DelphiTools Delphi XE2-64bit: bottleneck in trigonometric functions?

The 64bit introduced SSE2 maths, replacing the silicon-based implementations of the FPU by software.

Taylor Series and Angle Reduction

In Delphi XE2 64bit, SSE2 is used to compute the trigonometric functions (cos, sin, etc.), and they are computed through what looks like Taylor series ^[1] (with double-precision literals being coded in hexadecimal, likely to minimize compiler precision issues).

However Taylor series only work for small values, so when you have a large angle value, it has to be reduced in the 0 .. 2PI range, which typically involves a form of floating-point Euclidian division ^[2] or exponent reduction. For typical SSE2 implementations, this means that computing a trigonometric function for a high angle value is slower, as this reduction has to be performed, typically, you’re looking at something like a 25% slowdown tops.

Bottleneck

That said, here comes iga2iga2 (in the comments ^[3]) and Ville Krumlinde, which both noticed to a performance issue in Delphi XE2 64bit, especially when facing other compilers. In XE2 64 bit, the reduction is performed through a loop and a fixed-step reduction, which means that the greater the angle value, the slower it gets.

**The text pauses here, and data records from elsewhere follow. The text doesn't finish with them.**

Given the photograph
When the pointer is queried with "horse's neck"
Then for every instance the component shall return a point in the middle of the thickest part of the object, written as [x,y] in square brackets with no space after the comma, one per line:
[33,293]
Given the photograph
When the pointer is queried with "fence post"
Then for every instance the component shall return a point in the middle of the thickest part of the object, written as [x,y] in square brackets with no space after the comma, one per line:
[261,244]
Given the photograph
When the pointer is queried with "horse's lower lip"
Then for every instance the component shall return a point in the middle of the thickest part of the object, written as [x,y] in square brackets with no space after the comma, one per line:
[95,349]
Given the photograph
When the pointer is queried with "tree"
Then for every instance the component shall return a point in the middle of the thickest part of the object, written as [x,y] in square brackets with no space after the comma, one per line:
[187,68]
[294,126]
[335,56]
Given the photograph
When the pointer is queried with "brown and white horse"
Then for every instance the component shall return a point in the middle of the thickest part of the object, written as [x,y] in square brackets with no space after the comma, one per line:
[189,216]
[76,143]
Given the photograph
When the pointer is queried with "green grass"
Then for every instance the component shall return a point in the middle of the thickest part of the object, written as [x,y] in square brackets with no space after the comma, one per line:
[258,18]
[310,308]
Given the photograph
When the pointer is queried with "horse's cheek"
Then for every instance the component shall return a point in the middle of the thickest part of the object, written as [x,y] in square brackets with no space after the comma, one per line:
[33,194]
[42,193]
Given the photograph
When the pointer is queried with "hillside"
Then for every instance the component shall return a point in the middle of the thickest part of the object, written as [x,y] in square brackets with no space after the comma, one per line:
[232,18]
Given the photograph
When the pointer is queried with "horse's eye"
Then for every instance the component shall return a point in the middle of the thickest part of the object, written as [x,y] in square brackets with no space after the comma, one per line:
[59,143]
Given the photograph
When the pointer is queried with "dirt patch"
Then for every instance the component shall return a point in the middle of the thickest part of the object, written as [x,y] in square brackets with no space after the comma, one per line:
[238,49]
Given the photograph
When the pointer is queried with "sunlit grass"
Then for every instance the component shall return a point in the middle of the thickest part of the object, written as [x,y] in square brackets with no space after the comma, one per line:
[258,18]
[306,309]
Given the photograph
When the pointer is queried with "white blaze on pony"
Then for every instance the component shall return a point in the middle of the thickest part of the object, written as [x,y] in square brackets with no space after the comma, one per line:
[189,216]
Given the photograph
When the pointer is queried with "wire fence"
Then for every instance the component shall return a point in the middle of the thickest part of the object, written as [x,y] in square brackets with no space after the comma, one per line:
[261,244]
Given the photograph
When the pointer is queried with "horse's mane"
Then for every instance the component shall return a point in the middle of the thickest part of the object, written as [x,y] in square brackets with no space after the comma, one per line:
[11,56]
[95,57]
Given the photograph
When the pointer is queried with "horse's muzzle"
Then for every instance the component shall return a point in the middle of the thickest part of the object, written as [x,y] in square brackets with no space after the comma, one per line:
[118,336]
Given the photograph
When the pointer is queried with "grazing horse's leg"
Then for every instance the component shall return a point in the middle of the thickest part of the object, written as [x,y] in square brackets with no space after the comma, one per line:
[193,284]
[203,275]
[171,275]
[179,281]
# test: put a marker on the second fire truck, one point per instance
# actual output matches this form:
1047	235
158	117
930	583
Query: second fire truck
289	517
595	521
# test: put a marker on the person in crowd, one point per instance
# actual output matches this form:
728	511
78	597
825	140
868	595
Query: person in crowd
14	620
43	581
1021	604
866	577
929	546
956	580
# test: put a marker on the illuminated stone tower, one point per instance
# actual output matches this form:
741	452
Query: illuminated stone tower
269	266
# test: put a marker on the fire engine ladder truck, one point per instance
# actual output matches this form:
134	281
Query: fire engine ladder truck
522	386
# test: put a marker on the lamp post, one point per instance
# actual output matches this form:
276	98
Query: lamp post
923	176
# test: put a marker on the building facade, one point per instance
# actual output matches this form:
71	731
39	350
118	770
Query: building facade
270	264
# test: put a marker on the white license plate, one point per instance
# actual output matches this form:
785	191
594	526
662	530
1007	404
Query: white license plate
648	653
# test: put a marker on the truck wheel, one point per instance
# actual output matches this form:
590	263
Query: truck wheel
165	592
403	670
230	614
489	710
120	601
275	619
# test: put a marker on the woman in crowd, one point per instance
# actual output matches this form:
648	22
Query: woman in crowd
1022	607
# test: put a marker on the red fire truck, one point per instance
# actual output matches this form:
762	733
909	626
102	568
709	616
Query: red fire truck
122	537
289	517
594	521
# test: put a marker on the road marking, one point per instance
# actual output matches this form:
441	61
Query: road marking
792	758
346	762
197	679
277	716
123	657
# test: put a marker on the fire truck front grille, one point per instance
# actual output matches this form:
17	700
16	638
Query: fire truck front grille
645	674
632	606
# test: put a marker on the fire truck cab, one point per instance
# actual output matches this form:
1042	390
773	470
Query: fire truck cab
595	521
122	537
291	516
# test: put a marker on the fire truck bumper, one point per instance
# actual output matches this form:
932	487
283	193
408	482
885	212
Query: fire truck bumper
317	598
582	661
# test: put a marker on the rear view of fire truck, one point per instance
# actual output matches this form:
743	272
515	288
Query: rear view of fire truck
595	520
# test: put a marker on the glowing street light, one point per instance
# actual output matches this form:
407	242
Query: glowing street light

Here are some timings on a sin/cos benchmark (hundreds of thousandths of calls):

Angle value	XE2-32	XE2-64
1.0	112 ms	86 ms
100	113 ms	125 ms
1e7	114 ms	3700 ms
1e14	128 ms	7600 ms

Choices, Choices, Choices

But… timing isn’t everything, when computing trigonometry for very large angles, you quickly run into numerical precision issues, and then, you basically have three options:

just give up, that’s actually what the FPU does in 32bits, f.i. look at the value of Sin(1e22) in Delphi 32bit, it’s… 1e22. Which is obviously not a valid sine value! And you’ve been living with that potential issue for all your 32bit life…
spit out something, anything, under the assumption that if the user went for such an angle, it was garbage, so garbage in, garbage out, no one will notice it, you didn’t see me do it… you can’t prove anything anyway!
try to be accurate, damn the timings, damn garbage in, damn the torpedoes, full precision ahead! That’s what XE2-64 is doing. I haven’t checked in details, but XE2 approach seem to be based on this approach: “argument reduction, for huge arguments: good to the last bit ^[4]“, and it gets Sin(1e22) right.

Just try for Sin(1e22) in your favorite environment, the correct value is -0.8522, Delphi XE2 64bit Gets It Right, where other environments may just flash a bunch of random decimals to fool your eyes.

Update: as pointed by Daniel Bartlett in the comments, the AMD LibM library ^[5] provides a much faster and similarly accurate implementation of sin/cos and other functions.

So, what gives?

If you’re after raw accuracy, you’ll have to pay for the extra execution cycles to avoid the garbage out. However, chances are, your code doesn’t have anywhere near the numerical accuracy to avoid garbage in, so no matter the precision in the reduction, you’ll still just get garbage out. And if your code was running in 32bit, chances are you had some huge garbage out already, due to the FPU giving up.

If you’re not after accuracy, f.i. if you’re just using sine/cosine for time-based animations, the extra computing precision may bite you, for no benefit, so you’re better off performing the reduction yourself, before calling sin/cos, using whatever low-precision implementation you wish.

In the long run, it might be preferable for Delphi to just adopt the GIGO approach, and keep the high precision implementations for a high precision maths library: in most situations, they won’t avoid GO because of GI, so it might be best to blend with the rest (in benchmarks).